Have you ever heard the sound of angel’s wings? Nope, no one has. Angels don’t have wings. Although they fly, you do not find one verse in the Bible describing angels having wings.
While we’re on it, don’t ever tell your daughter she “looks like an angel”, because all angels in the Bible look like men.
Have you ever heard someone talk about the “man upstairs” or “getting religion”? You do know that God is not a man that he should lie (Num 23:19), right? And no saved person climbs their way to heaven.
Religion will not save you; faith in Christ’s finished work will. Why don’t we speak of the God in heaven, and getting grace through faith?
Don’t ge me started on meeting Peter in heaven at the pearly gates when you die. That statement could not be more dispensationally wrong if it tried.
Peter was not given the keys of who gets into the body of Christ in Matthew 16:19. He was given the keys of the kingdom of heaven. He is not our Pope, our mediator, or our apostle today.
The pearly gates are found on the city new Jerusalem when it descends out of heaven in Revelation 21:21 after Israel’s millennial kingdom. Twelve angels are standing at the twelve gates, not Peter (Rev 21:12), and the city belongs to the twelve tribes of Israel, not Gentiles or the church.

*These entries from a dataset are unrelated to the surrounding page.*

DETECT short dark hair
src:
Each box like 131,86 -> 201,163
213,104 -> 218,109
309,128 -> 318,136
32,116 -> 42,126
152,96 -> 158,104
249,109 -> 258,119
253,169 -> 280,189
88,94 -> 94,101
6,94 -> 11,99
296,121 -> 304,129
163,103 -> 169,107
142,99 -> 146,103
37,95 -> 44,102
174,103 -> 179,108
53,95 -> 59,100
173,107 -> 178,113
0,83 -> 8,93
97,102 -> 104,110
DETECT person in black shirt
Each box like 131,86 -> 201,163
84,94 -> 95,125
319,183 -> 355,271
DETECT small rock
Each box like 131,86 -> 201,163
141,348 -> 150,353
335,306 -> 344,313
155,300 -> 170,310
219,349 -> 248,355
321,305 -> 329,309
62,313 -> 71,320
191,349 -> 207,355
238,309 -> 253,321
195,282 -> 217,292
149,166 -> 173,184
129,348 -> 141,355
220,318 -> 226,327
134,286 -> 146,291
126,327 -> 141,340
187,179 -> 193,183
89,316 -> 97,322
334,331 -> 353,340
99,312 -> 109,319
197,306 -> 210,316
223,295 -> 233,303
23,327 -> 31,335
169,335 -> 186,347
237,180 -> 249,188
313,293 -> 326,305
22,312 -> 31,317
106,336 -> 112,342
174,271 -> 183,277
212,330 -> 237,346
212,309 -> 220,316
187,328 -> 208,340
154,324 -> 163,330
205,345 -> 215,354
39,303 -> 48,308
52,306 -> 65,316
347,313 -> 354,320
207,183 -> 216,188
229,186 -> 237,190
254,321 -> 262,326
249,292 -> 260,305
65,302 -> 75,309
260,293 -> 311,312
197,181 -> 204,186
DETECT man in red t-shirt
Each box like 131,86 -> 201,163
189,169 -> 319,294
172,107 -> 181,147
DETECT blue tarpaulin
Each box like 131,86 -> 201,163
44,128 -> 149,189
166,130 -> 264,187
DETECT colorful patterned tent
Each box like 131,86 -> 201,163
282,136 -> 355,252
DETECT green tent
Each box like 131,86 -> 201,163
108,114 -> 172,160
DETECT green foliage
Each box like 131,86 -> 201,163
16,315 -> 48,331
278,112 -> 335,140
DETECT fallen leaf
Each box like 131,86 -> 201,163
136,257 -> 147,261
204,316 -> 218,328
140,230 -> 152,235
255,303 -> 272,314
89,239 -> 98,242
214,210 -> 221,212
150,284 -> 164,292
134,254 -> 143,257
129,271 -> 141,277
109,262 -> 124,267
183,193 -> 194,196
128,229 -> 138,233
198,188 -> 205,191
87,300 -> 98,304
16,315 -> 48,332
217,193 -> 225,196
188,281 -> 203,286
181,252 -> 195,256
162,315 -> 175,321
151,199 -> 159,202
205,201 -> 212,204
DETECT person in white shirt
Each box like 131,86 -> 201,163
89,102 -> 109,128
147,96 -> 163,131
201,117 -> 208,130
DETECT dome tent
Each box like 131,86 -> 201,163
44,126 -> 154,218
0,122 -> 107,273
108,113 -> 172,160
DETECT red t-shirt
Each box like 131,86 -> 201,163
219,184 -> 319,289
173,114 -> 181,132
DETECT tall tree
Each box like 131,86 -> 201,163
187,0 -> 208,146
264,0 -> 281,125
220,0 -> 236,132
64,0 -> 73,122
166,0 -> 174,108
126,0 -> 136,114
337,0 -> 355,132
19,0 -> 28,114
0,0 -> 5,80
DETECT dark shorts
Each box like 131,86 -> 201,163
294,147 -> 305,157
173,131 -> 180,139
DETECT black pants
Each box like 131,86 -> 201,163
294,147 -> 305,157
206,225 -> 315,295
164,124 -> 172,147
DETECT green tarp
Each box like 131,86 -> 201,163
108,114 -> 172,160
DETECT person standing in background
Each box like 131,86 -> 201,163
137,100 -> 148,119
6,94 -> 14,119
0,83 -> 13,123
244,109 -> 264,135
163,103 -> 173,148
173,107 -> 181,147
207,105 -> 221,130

Furthermore, our heavenly hope is not in entering a city to come, but in being members of Christ’s body – a truth not articulated by meeting anyone at the pearly gates in Israel’s promised Jerusalem.
We are not judged by Peter nor any apostle before our promotion to glory. We have received grace through the Lord Jesus Christ!
If you are going to clearly communicate Bible truth clean up your language from cultural filth. No, I don’t mean the four letter kind, but the traditional religious sayings that teach wrong doctrine.
Our speech should be alway with grace (Col 4:6), not with cultural sayings that teach religion, law, and a failure to rightly divide.